The Stars of the Southern Sky

    God if it weren’t for music, I just don’t know. I am laying in a hammock, smoking a hand rolled cigar and sipping slowly from a bottle of Uvita de Plata, wine from the Argentinean side of the Plata Basin. I know the man who grew, dried and rolled my cigar; he is my neighbor and I’d be a liar if I said knew someone else who smiled and laughed as much as he does. He lives in a wood home with a dirt floor across the street from me. The wine is the best that this depression (no pun intended) in the otherwise thrust-skyward geography of South America has to offer--with no seaward facing hills and little topography to speak of, this wine is certainly not cut out for fine meals in the big city, but goddamn if it isn’t a great accompaniment to a Paraguayan cigar. Its like a little third-world concerto in my mouth: the rising fumes from my tobacco are the maestro, the wine, an orchestra and me, the captive and mindless audience.
    The ceiling of the world seems to me to have been put on backwards again. Cosmic orientations mean that the southern sky still provokes a gut-reaction of confusion and mystery. It’s like I am on another planet. I might as well be. I wonder how the stars looks from Titan? Here at least, I find amusement in the fact that Orion is standing on his head, his arm and sword wielded awkwardly against the opposite horizon. In this hemisphere, he is fighting perpetually with the lion while doing a hand stand. Part of me wishes he would take his job more seriously. The other part(s) of me enjoy the entertainment. This great battle raging in slow, epoch-slow motion.  Who wins in the end?
    There is an understanding and a madness that comes with immense solitude. Certainly, where I am in the middle of this continent does not necessarily equate solitude, but the storms in my soul certainly do. This world is musical theater and don’t you forget it. Authors have written for centuries and as their words have lasted, their meanings have been lost. You can only know the story by knowing the storyteller and that’s the absolute truth. On this windless night, I can smell my grandfather on the smoke-filled air surrounding me. These cigars ignite much older memories in my mind, memories of my Grandpa Gib (ironically, not my Cuban grandfather, but my Wisconsin, philosopher, farming grandfather instead). He was a great man and I am more like him than I ever thought. And not just because of the cigars.
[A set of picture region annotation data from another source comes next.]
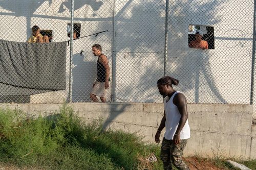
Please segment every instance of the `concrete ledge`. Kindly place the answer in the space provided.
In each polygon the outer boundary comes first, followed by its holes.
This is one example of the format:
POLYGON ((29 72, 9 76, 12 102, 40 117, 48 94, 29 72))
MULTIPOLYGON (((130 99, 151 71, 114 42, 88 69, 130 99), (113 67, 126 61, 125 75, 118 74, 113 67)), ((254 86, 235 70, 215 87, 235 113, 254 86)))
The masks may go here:
MULTIPOLYGON (((62 104, 0 104, 30 115, 51 114, 62 104)), ((154 142, 163 115, 162 104, 74 103, 69 104, 86 121, 103 118, 106 128, 137 132, 154 142)), ((248 105, 188 104, 191 138, 185 156, 222 156, 256 158, 256 128, 252 128, 253 106, 248 105)), ((163 134, 164 130, 162 133, 163 134)))

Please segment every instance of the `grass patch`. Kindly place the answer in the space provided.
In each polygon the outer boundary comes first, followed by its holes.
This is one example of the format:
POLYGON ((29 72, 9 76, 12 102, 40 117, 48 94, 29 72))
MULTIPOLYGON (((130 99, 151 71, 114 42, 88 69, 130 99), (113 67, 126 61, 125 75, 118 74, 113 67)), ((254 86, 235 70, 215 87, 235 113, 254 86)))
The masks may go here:
MULTIPOLYGON (((20 110, 0 109, 0 166, 24 169, 162 169, 159 145, 148 144, 135 134, 104 131, 102 123, 85 123, 66 104, 58 113, 36 118, 28 117, 20 110), (153 153, 158 159, 154 163, 146 161, 153 153)), ((205 158, 196 155, 184 160, 190 168, 238 169, 226 163, 221 154, 217 156, 205 158)), ((256 169, 256 160, 232 160, 256 169)))
POLYGON ((159 169, 145 161, 160 147, 122 131, 104 131, 102 121, 86 124, 64 105, 51 116, 28 117, 0 109, 0 162, 47 169, 159 169))

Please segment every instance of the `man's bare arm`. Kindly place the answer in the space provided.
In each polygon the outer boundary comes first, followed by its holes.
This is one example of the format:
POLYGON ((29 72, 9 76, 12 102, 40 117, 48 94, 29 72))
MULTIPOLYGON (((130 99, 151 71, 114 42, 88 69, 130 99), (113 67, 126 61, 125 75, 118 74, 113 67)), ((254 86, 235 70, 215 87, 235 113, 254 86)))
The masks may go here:
POLYGON ((187 100, 185 95, 181 93, 177 94, 174 98, 174 104, 177 106, 181 115, 179 126, 174 136, 174 142, 176 144, 180 143, 180 133, 186 124, 188 114, 187 114, 187 100))
POLYGON ((163 129, 165 126, 166 120, 166 117, 165 117, 165 111, 164 111, 163 117, 162 118, 162 120, 161 120, 161 123, 159 125, 159 127, 158 128, 158 129, 157 130, 157 133, 156 133, 156 135, 155 135, 155 141, 157 143, 159 143, 160 142, 159 138, 160 138, 161 133, 160 132, 162 131, 163 129))
POLYGON ((102 63, 103 65, 106 69, 106 75, 105 75, 105 80, 106 82, 108 82, 109 79, 110 78, 110 66, 109 65, 109 61, 108 60, 108 58, 106 58, 106 56, 102 55, 101 56, 100 56, 100 57, 99 58, 99 61, 101 63, 102 63))

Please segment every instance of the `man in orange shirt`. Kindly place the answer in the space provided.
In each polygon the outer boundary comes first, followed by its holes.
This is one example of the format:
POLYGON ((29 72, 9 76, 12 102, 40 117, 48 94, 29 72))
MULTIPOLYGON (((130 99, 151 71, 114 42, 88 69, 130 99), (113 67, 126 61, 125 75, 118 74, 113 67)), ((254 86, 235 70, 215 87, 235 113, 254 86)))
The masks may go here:
MULTIPOLYGON (((28 42, 49 42, 49 39, 48 36, 45 35, 42 36, 40 34, 40 28, 37 26, 34 26, 32 27, 32 35, 29 37, 29 39, 27 41, 28 42)), ((50 37, 51 38, 51 37, 50 37)))
POLYGON ((196 32, 196 39, 191 41, 189 46, 192 48, 202 48, 203 50, 208 49, 208 42, 202 40, 204 34, 201 30, 197 30, 196 32))

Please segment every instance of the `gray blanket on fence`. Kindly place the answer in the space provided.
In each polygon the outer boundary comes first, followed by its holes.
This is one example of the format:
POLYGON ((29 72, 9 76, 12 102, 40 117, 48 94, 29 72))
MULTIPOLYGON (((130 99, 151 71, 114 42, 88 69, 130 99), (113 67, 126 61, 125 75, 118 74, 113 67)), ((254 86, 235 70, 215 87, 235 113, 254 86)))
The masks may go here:
POLYGON ((0 83, 33 89, 66 89, 67 42, 0 40, 0 83))

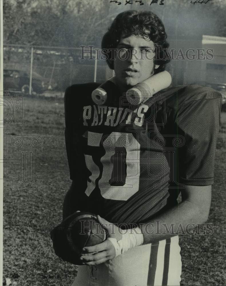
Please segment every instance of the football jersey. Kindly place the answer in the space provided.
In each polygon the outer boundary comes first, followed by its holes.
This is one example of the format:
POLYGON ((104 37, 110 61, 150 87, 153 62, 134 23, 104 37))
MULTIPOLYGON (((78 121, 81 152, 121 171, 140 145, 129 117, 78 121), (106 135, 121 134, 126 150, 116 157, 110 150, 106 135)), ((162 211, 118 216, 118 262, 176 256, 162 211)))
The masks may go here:
POLYGON ((220 94, 198 85, 180 86, 131 105, 109 82, 112 99, 98 105, 91 94, 99 85, 74 85, 65 92, 75 210, 126 227, 175 203, 185 185, 213 183, 220 94))

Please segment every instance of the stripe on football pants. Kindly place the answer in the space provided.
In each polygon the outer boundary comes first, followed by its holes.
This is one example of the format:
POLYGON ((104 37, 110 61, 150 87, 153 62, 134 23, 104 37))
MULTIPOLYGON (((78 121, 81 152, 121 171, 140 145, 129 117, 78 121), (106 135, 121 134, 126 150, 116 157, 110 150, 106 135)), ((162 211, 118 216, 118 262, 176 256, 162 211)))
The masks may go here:
POLYGON ((155 285, 161 285, 162 282, 165 245, 165 239, 159 241, 158 251, 157 267, 154 277, 155 285))
POLYGON ((159 242, 157 241, 154 243, 154 244, 152 244, 151 246, 150 261, 148 274, 147 285, 148 286, 154 286, 154 278, 157 267, 158 251, 159 244, 159 242))
POLYGON ((171 238, 167 286, 180 286, 182 263, 178 235, 171 238), (175 265, 177 265, 175 267, 175 265))
POLYGON ((162 286, 167 286, 168 282, 168 273, 169 265, 169 256, 170 252, 170 243, 171 239, 166 240, 166 246, 165 247, 165 255, 164 257, 164 269, 162 275, 162 286))

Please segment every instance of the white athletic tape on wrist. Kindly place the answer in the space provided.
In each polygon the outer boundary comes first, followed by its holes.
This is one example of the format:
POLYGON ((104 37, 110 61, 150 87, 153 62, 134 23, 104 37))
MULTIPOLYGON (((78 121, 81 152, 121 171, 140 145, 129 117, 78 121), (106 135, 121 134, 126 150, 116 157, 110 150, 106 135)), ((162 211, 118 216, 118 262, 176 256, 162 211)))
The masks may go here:
POLYGON ((117 241, 116 238, 108 237, 115 250, 115 257, 122 254, 132 247, 141 245, 144 242, 144 236, 139 227, 130 229, 121 229, 122 239, 117 241))

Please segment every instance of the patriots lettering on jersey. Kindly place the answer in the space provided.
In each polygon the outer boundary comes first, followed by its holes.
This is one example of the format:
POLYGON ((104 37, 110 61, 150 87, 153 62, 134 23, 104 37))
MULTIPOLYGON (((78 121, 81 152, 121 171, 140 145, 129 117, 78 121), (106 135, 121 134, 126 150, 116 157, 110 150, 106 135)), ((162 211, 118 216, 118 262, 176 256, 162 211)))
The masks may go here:
POLYGON ((147 105, 142 104, 131 111, 125 108, 88 105, 83 107, 84 125, 86 126, 103 125, 113 127, 125 120, 126 124, 134 122, 141 126, 148 108, 147 105))

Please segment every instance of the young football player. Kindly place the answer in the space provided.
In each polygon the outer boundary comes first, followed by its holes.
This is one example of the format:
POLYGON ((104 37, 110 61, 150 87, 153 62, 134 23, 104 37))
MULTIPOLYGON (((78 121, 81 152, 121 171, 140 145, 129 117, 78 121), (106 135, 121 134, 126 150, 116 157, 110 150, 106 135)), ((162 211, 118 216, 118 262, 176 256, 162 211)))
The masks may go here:
POLYGON ((124 96, 164 70, 166 37, 153 13, 120 13, 102 43, 115 74, 115 82, 108 83, 111 100, 94 103, 95 83, 66 91, 72 183, 64 217, 92 212, 110 235, 83 249, 96 253, 81 256, 84 265, 73 286, 179 285, 177 230, 190 230, 207 219, 221 95, 193 85, 165 89, 136 105, 124 96))

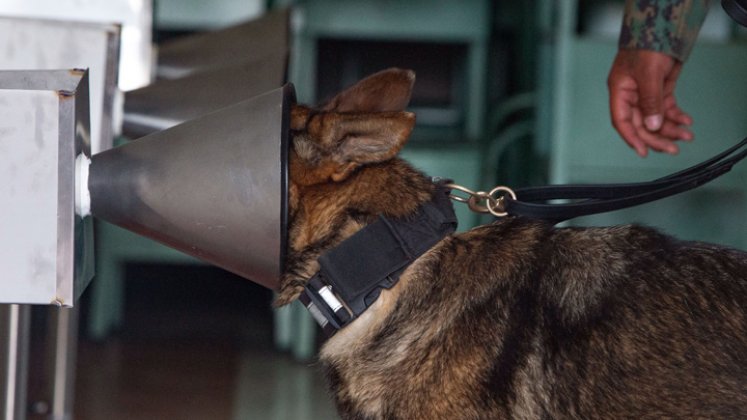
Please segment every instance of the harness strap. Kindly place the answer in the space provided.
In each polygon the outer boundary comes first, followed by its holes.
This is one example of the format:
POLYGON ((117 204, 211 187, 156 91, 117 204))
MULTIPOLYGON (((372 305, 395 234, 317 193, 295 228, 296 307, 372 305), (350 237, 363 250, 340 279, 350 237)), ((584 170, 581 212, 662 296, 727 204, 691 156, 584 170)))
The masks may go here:
POLYGON ((747 138, 728 150, 675 174, 650 182, 627 184, 575 184, 529 187, 514 190, 517 199, 506 197, 504 208, 511 216, 559 223, 574 217, 637 206, 691 190, 710 182, 747 156, 747 138), (581 200, 549 203, 550 200, 581 200))
POLYGON ((331 335, 371 306, 418 257, 454 232, 457 218, 443 183, 433 199, 404 218, 379 216, 319 257, 320 270, 301 302, 331 335))

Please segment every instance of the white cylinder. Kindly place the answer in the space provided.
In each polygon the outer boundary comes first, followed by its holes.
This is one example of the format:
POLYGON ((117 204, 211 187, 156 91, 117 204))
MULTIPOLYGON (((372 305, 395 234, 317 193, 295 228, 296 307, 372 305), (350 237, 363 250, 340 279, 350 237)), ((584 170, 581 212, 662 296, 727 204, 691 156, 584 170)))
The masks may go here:
POLYGON ((88 173, 91 159, 84 153, 75 158, 75 214, 84 218, 91 214, 91 191, 88 189, 88 173))

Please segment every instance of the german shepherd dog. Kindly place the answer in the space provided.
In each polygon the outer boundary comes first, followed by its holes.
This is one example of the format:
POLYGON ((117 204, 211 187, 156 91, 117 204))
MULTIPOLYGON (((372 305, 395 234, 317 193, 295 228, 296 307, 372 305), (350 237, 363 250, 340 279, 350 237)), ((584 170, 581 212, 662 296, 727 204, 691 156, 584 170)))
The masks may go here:
MULTIPOLYGON (((431 199, 396 157, 414 79, 389 69, 292 109, 278 305, 326 250, 431 199)), ((320 361, 346 419, 747 418, 747 254, 502 218, 432 247, 320 361)))

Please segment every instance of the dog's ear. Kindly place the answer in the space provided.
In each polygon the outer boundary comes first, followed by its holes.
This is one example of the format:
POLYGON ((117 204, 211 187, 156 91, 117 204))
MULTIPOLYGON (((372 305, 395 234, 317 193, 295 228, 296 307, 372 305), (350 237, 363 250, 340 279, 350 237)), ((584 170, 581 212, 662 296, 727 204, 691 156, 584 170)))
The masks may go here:
POLYGON ((334 112, 404 111, 410 102, 415 72, 389 68, 374 73, 332 98, 322 110, 334 112))
POLYGON ((291 127, 291 177, 301 185, 343 181, 362 165, 393 158, 407 142, 411 112, 314 113, 297 107, 291 127))

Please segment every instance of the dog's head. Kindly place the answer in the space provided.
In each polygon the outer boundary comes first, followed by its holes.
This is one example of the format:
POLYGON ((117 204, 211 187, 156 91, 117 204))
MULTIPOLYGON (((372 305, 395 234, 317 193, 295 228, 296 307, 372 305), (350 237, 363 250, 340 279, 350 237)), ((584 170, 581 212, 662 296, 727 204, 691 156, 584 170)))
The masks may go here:
POLYGON ((401 216, 432 187, 395 158, 415 125, 404 109, 415 74, 388 69, 321 107, 291 112, 288 258, 277 304, 296 299, 316 259, 379 214, 401 216))

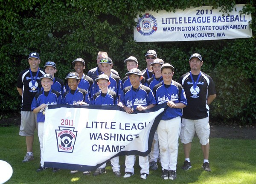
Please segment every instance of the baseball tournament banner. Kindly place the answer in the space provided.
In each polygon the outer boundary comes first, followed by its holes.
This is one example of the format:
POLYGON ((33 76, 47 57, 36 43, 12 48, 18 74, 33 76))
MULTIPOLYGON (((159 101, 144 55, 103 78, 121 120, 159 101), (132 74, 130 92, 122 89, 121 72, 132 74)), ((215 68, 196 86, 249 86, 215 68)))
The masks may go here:
POLYGON ((239 12, 244 5, 236 5, 228 15, 219 12, 220 7, 212 9, 209 6, 175 12, 148 11, 135 19, 134 39, 137 42, 163 42, 250 38, 251 14, 239 12))
POLYGON ((49 106, 44 167, 91 171, 117 156, 146 156, 167 106, 128 114, 117 105, 49 106))

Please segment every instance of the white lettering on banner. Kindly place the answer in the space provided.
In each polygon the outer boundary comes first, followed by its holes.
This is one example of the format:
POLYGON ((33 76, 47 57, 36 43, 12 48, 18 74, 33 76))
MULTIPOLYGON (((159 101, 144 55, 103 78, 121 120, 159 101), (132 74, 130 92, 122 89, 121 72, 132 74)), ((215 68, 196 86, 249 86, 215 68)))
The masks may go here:
POLYGON ((44 167, 93 170, 117 154, 149 154, 166 104, 131 114, 117 106, 48 106, 44 129, 44 167))
POLYGON ((236 5, 228 15, 221 12, 220 7, 212 9, 209 6, 177 9, 175 13, 148 11, 135 19, 137 24, 134 29, 134 38, 137 42, 154 42, 250 38, 251 14, 240 14, 244 5, 236 5), (139 25, 149 21, 149 17, 154 17, 157 29, 148 26, 147 32, 142 33, 139 25))

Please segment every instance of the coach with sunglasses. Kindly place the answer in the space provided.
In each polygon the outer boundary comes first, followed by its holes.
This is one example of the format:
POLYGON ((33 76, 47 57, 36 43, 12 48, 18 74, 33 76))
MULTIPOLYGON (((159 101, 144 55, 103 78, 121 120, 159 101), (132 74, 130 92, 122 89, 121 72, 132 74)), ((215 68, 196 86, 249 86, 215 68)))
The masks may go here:
POLYGON ((153 74, 152 71, 150 69, 151 67, 151 63, 156 59, 157 58, 157 52, 154 50, 149 50, 147 52, 145 55, 146 57, 146 62, 147 62, 147 68, 142 70, 143 76, 146 79, 148 79, 151 78, 153 74))

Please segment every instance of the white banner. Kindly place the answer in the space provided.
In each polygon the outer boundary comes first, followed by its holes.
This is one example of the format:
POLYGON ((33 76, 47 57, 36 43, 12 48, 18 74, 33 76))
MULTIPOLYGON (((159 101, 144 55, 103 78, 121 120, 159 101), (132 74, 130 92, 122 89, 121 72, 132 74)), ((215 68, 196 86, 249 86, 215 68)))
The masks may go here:
POLYGON ((44 166, 90 171, 116 156, 146 156, 166 104, 129 114, 117 106, 48 106, 44 166))
POLYGON ((244 4, 227 14, 209 6, 177 9, 175 13, 148 11, 138 15, 134 29, 137 42, 196 41, 250 38, 251 15, 241 14, 244 4), (235 11, 236 9, 236 11, 235 11))

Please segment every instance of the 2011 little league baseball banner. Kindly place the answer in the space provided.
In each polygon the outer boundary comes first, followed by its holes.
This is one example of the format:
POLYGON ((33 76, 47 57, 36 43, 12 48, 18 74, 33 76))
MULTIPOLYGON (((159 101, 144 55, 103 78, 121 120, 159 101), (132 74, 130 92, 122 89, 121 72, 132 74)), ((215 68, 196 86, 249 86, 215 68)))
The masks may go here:
POLYGON ((117 156, 146 156, 166 107, 128 114, 116 105, 49 106, 44 167, 91 171, 117 156))
POLYGON ((251 14, 241 14, 245 5, 236 5, 229 14, 209 6, 176 10, 148 11, 138 15, 134 29, 137 42, 197 41, 250 38, 251 14))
    This is not to say that I am great, just that I think too much for my own good. I think that one day, when I have a child and if that child is a boy, I will name him Hilberto--after both my grandpa Gib (short for Gilbert) and my Cuban uncle Hilberto (the Spanish version of the same name). Right now, I am going to finish this cigar, have a few more sips of the Plata’s finest and call it a night. The humidity is condensing on my skin as the night begins to drop to a balmy and cool 90 degrees. I wonder how I will sleep tonight? More dreams of her, I am sure.